If you have vaginal bleeding after menopause or bleeding between two menstrual cycles, your doctor might suggest some test called Ultrasonography (USG) and Biopsy of endometrial tissue.
During the biopsy procedure, the doctor will take a small sample from inner lining of the uterus. This is safe and not much painful. Another doctor (Pathologist) will look at this biopsy tissue under a microscope to see if cancer is present.
Ultrasound (USG) is a non-invasive and painless imaging test to see the uterus. This is to check for increased thickness of uterus lining. Increased thickness of uterine inner lining has more chance of its association with uterine cancer.
What is cancer staging?
Preoperative tests provide an idea of the cancer stage. But surgery for uterine cancer decides the final stage of cancer. Cancer stage gives an idea of how far the cancer has spread. Further treatment plans depend on the uterine cancer stage and how fast it is growing. Your age and other medical conditions will also influence the treatment plan.
How is uterine cancer treated?
Women with uterine cancer have surgery for treatment and decide on cancer stage. Later on, further treatment with chemotherapy and radiotherapy is based on final cancer staging. Some women will require surgery only while others might need further treatment.
Your doctor will remove the uterus, ovaries and fallopian tubes during surgery. This surgery is called hysterectomy with B/L salphingo-oophorectomy. During surgery, the doctor will also look for other organs around the uterus to look for cancer spread and might remove other organs if necessary.
- Chemotherapy–Chemotherapy is the medical term for medicines that kill cancer cells or stop them from growing.
- Radiation therapy–Radiation is basically X-ray/Photon rays that kill cancer cells. Radiation can be given through a machine that is outside the body or with a radiation source directly into the vagina.
What happens after uterine cancer treatment?
After treatment, you will be checked every 3-month interval for the first 2 years after treatment. This close follow-up visit intended to see if the cancer comes back. Follow-up visits usually include blood tests, examination and imaging tests. If you have symptoms similar to the time of diagnosis, then tell your doctor.
What happens if uterine cancer comes back or spreads?
If the cancer comes back or spreads, you might require more surgery, chemotherapy or targeted therapy. Your doctor will give you more information and suitable options for treatment in this situation.
What if I want to get pregnant one day?
If you have not yet gone through menopause and want to have a baby in future, talk with your doctor. A woman cannot get pregnant after a hysterectomy or radiation.

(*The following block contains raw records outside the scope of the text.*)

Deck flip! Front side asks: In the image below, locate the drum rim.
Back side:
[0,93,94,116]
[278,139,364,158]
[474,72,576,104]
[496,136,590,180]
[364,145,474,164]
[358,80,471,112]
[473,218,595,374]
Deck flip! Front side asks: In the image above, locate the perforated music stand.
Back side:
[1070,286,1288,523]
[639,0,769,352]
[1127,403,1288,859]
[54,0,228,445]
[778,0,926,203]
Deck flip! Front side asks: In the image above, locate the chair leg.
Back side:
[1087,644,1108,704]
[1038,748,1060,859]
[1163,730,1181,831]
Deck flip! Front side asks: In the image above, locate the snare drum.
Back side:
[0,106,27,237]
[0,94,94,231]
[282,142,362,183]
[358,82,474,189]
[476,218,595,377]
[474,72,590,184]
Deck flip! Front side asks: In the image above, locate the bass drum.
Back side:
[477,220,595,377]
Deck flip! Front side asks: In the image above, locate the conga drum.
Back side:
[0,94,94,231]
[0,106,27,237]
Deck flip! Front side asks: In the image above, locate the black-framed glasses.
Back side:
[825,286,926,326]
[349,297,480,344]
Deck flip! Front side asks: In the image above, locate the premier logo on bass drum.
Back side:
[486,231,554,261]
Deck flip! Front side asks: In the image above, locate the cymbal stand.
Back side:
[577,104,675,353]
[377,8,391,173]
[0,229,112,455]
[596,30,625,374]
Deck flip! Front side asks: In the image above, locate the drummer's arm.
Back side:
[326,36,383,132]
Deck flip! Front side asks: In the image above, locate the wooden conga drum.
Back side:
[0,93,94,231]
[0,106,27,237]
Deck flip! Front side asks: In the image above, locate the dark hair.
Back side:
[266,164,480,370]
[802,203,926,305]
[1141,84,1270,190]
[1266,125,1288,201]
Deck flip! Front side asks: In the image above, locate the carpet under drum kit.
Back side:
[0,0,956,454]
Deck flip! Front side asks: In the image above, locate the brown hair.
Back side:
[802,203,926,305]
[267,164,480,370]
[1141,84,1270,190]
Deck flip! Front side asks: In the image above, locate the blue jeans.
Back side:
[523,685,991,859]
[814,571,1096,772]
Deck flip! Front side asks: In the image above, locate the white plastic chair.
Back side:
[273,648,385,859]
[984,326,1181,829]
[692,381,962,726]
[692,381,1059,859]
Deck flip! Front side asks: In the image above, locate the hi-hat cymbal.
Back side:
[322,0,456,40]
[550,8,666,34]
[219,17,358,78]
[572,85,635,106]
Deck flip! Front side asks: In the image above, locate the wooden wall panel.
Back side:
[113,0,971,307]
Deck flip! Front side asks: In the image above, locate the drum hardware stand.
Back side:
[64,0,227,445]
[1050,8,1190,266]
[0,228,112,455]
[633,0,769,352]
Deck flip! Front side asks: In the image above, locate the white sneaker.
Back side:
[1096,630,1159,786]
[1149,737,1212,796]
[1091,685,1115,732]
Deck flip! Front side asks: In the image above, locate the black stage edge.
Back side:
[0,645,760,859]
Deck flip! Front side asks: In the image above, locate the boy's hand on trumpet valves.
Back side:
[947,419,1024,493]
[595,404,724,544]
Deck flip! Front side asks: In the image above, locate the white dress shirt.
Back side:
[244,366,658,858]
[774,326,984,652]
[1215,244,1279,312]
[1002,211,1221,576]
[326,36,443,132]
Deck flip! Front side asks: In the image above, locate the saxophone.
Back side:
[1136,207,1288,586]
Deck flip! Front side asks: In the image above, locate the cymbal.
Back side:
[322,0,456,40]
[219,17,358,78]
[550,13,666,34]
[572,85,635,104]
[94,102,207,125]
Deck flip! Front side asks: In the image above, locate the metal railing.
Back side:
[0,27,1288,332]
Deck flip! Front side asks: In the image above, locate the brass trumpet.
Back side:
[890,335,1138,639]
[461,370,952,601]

Your doctor can discuss different options with you.
Can uterine cancer be prevented or diagnosed early?
If uterine, colon, rectal, stomach and kidney cancer runs in your family, talk to your doctor. If you or your relatives have a diagnosis of hereditary non-polyposis colorectal cancer (HNPCC), then inform your doctor. There might be things that you can do to keep from getting cancer or early diagnosis.
What else should I do and ask my doctor?
It is important to follow all your doctors’ instructions about visits and tests. It’s also important to talk to your doctor about any side effects or problems you have during treatment. It is important to inform your doctor about any symptoms or side effects to follow his/her instructions carefully. Always express your expectations and feelings about treatment to your doctor. Anytime you are offered treatment plan, it is better to ask:
- What are the benefits of this cancer treatment? Will it reduce or relieve my symptoms?
- What are the side effects to this treatment?
- What other treatment is there beside this plan?
- What happens if I do not wish to have this treatment?